One reason: companies that focus on cost are doomed. Companies that spend their energy reducing costs forget why they spend that money … to retain and attract customers.

Paul Erlich, writing about species extinction, came up with the metaphor of the rivet-popper, who sat on the wing of an airplane removing rivets. When a passenger complained to the pilot he explained the plane didn’t need that rivet anyway. The proof? The wing is still attached, isn’t it?

Cutting unnecessary costs is a Good Thing (GT to use the acronym). Far too many companies forget the keyword “unnecessary” and figure cutting costs is a GT. It’s not: most costs are investments in customer loyalty and acquisition.

The point: companies need to focus on value, not cost. Does anyone seriously think network computers will provide as much value on the desktop as a full-fledged PC?

And now, a reality check. Network computers will run software downloaded from servers. They’ll be completely compatible across all manufacturers, running the same code with no configuration problems, driver idiosyncrasies, or other technology-generated headaches.

I sure believe this. My 20 years of experience in this industry lead me to believe vendors work together in harmony to produce standards designed to maximize customer value, then resist the temptation to create propriety extensions or non-standard alternatives. Don’t you?

No matter how much grass we smoke, it’s always greener under someone else’s bed.

Let’s put our collective experience with real-world vendors aside, though, and pretend these gadgets really will work as advertised. Our support headaches will evaporate overnight.

So when someone in Accounting creates a critical spreadsheet and saves it before going home in the evening (on the server, since there’s no local storage) IS can be assured the spreadsheet program will run without trouble.

And when that accountant needs to do a bit of work at home because she’s a single Mom and has to put the kids to bed, but she’s on deadline for the next morning, she just pulls the spreadsheet up on her home computer and …

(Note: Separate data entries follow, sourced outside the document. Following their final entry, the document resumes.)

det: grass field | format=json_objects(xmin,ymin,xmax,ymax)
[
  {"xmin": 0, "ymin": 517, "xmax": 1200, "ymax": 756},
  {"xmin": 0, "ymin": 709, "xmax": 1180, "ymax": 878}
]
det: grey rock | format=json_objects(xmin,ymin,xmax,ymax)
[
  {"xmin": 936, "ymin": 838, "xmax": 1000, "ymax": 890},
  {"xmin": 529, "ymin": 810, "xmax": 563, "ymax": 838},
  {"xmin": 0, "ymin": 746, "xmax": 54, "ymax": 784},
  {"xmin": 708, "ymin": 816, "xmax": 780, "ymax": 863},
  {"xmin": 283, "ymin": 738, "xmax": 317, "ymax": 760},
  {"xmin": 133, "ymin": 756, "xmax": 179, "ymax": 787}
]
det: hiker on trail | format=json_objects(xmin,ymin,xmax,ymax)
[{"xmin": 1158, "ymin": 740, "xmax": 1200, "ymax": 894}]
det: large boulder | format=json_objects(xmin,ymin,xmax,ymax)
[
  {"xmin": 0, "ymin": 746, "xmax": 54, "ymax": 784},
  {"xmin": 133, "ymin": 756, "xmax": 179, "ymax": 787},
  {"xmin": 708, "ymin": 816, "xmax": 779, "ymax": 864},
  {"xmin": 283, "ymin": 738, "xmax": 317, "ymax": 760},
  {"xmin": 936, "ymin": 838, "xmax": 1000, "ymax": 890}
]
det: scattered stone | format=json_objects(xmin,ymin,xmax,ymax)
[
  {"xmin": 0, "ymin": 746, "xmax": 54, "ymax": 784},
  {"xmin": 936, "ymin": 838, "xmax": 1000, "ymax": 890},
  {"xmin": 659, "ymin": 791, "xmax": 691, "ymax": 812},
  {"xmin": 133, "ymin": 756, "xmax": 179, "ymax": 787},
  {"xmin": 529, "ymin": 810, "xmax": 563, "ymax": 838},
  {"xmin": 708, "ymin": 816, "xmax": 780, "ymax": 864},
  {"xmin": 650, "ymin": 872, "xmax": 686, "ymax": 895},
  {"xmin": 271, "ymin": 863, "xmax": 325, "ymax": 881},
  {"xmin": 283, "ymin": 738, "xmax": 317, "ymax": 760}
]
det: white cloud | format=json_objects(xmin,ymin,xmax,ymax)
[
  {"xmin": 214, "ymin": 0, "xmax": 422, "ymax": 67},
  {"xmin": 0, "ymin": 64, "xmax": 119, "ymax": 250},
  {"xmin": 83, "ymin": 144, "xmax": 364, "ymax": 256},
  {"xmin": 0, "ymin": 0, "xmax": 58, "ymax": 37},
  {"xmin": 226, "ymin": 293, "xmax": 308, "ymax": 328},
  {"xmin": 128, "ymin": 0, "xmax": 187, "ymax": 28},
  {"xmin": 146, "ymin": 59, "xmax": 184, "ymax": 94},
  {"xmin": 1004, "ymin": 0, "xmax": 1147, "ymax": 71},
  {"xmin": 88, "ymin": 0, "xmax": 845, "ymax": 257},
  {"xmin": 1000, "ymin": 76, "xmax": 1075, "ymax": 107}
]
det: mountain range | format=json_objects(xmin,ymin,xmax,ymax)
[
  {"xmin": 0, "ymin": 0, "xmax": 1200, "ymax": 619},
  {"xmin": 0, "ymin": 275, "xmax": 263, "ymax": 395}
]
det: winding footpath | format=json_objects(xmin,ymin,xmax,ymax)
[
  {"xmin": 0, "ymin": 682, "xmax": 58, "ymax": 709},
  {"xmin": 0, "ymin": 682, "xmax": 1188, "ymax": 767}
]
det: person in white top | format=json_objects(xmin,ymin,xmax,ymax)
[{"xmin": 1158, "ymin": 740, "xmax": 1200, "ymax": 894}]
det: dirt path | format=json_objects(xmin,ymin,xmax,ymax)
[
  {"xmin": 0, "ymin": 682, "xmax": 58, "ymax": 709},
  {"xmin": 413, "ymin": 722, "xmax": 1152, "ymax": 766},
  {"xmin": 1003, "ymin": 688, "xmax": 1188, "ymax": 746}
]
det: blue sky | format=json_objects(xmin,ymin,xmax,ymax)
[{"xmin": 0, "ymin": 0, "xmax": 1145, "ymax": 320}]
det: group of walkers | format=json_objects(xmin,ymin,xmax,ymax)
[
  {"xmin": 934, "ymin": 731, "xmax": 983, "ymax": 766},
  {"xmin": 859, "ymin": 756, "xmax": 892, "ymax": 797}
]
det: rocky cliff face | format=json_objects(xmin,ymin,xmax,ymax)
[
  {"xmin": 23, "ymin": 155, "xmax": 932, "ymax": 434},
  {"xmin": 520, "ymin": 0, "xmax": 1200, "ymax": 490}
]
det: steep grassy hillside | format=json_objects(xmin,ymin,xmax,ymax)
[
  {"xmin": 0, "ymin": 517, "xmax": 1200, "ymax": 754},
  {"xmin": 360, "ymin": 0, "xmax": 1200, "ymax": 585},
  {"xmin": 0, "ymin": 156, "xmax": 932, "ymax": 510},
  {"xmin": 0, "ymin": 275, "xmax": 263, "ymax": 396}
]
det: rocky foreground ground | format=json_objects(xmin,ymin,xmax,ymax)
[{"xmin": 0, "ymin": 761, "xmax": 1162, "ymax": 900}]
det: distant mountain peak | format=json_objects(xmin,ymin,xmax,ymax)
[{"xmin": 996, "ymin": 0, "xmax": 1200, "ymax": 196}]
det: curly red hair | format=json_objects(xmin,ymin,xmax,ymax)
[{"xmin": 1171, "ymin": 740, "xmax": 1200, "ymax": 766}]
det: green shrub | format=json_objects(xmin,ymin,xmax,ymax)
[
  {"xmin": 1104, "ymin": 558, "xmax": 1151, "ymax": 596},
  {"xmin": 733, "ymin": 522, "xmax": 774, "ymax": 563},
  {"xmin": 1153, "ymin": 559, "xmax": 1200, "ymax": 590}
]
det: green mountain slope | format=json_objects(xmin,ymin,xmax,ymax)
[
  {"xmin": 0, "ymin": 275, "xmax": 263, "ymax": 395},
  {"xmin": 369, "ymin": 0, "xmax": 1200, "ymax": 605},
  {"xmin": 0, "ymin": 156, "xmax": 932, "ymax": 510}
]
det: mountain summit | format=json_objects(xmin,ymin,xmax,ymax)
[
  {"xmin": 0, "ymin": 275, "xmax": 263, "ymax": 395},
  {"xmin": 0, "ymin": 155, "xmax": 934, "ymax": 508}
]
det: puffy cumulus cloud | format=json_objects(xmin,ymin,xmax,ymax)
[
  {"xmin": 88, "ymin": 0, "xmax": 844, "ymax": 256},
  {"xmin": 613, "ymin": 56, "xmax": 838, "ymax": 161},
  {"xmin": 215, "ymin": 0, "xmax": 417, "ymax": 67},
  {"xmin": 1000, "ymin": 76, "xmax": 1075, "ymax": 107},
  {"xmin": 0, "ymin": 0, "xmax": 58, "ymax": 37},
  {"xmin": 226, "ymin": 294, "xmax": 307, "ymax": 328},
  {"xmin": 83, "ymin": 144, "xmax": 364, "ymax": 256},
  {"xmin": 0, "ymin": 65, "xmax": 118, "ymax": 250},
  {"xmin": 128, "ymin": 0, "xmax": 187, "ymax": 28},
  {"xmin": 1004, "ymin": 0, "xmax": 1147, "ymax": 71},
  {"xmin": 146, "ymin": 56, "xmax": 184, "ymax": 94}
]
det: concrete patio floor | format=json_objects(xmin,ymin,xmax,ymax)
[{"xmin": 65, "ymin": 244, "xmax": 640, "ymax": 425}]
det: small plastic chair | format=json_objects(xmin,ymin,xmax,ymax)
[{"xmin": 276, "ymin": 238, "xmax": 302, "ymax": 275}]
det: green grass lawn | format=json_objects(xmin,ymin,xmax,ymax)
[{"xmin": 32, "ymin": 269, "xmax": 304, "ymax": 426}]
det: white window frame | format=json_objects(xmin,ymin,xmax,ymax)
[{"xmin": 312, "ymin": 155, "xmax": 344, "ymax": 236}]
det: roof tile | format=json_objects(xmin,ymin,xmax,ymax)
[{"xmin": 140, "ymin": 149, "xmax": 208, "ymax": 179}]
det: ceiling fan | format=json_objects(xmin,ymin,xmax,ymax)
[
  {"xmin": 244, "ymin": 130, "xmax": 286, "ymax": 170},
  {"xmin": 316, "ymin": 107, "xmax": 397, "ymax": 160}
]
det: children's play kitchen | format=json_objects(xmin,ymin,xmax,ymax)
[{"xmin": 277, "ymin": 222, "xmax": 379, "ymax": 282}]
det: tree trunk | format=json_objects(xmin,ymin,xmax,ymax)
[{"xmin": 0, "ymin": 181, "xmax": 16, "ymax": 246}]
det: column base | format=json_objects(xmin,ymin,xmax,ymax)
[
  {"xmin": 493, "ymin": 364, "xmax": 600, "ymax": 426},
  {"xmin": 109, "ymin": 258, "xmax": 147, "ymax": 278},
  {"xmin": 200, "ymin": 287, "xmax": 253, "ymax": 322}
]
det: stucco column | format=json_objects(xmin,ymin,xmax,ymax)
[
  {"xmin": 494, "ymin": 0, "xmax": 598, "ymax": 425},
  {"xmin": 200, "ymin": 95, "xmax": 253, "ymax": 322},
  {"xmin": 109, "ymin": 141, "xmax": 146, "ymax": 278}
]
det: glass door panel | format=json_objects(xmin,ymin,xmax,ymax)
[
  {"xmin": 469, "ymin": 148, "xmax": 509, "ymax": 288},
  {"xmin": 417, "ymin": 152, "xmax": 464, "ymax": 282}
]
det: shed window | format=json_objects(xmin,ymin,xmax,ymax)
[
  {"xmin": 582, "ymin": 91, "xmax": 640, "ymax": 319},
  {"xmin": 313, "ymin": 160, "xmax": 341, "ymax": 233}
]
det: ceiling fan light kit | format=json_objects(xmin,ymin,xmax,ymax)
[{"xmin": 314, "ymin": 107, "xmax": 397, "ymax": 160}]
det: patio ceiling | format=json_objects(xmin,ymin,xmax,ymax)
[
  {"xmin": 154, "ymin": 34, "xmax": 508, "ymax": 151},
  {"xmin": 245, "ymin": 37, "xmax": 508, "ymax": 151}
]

Oops! It runs from the network only. Okay, let’s imagine this technology allows for remotely accessing the corporate network from home. So she dials in and downloads the spreadsheet, so she can work on it on … hold it. She has Excel on her home computer. She bought it herself, of course, because her employer uses network computers. So she tries to load the spreadsheet into Excel and …

Hold it again. Do you think the network computer runs a spreadsheet that’s 100% compatible with Excel? I believe this just as much as I believe WordPerfect and MS Word exchange files while perfectly maintaining all formatting.

Now how about that mobile sales force? Are you going to outfit every one of those guys with a laptop network computer and 10 Mbps wireless network connection?

You think your support costs are high now? Start thinking about a mixed architecture, with network computers on the desktop and standard PCs everywhere else. You haven’t even begun to buy Excedrin in bulk.

So before we all get too excited about network computers, let’s do some serious thinking about how people use personal computers now, and figure out how they’ll react when we tell them they won’t be able to do that stuff anymore.